Walmart reported disappointing earnings and issued a lackluster profit forecast Tuesday following a holiday sales slump.

Both online and in-store sales saw weaker-than-expected gains in the quarter ending Jan. 31, which included the shorter-than-usual holiday shopping season. The retail giant reported adjusted earnings per share of $1.38, falling short of Wall Street’s expectation of $1.44.

“The fourth quarter started and ended strong with solid sales growth through Cyber Monday and in January,” Walmart chief financial officer Brett Biggs said in a statement. “In the few weeks before Christmas, we experienced some softness in a few general merchandise categories in our US stores.”

Sales at Walmart’s US stores open at least a year rose just 1.9 percent in the last quarter, falling short of analysts’ estimate of 2.35 percent as well as the 4.1 percent growth seen in the same period a year prior.

US online sales jumped 35 percent in the quarter, marking the slowest growth in almost two years and a decrease from the 41 percent rise seen in the prior quarter. Amazon, by contrast, has claimed that it posted “record-breaking” sales during the holiday season, though the e-commerce colossus did not provide specific data.
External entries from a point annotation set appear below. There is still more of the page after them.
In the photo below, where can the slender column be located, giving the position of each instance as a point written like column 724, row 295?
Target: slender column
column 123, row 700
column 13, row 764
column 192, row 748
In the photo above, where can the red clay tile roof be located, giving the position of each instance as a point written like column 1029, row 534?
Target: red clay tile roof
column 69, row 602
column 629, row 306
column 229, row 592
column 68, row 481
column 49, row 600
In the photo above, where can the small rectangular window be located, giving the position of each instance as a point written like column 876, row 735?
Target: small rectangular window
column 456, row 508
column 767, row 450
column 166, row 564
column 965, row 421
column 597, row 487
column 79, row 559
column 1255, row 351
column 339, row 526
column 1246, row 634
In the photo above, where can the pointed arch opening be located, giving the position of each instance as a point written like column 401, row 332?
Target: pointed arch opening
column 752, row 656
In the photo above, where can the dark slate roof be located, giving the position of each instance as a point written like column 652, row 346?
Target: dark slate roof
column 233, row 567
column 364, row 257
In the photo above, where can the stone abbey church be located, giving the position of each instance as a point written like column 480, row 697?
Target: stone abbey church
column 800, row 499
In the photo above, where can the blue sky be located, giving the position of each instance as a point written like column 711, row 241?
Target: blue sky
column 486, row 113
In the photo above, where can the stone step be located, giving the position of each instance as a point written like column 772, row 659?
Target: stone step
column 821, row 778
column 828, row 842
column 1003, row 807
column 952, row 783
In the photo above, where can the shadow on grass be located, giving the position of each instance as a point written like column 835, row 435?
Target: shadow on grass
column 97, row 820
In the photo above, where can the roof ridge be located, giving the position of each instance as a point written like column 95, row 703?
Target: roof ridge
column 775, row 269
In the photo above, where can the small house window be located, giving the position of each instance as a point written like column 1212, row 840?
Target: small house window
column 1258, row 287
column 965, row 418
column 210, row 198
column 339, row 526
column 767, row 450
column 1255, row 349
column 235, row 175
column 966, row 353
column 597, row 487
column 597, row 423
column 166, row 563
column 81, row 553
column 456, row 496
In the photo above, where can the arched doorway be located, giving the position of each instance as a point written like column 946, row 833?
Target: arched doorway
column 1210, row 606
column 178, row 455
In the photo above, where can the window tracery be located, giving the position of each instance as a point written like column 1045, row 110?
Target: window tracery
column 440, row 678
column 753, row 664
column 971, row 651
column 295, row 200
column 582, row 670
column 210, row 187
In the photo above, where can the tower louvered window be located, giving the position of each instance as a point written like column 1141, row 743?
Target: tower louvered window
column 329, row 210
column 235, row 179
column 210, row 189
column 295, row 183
“Overall, we think Walmart likely wasn’t immune from some of the [near-term] pressures like a shortened holiday season,” which also affected rivals such as Target, UBS analyst Michael Lasser said in a Tuesday note.

Walmart shares jumped 1.2 percent Tuesday despite the disappointing report to trade at $119.34 as of 12:48 p.m.

Walmart said it expects to post profits of $5.00 to $5.15 per share for the current fiscal year, below the expected earnings of $5.22. Online sales are expected to grow 30 percent, down from 37 percent in the prior year.

But those forecasts don’t include any effects of the deadly coronavirus outbreak in China, where Walmart runs more than 400 stores.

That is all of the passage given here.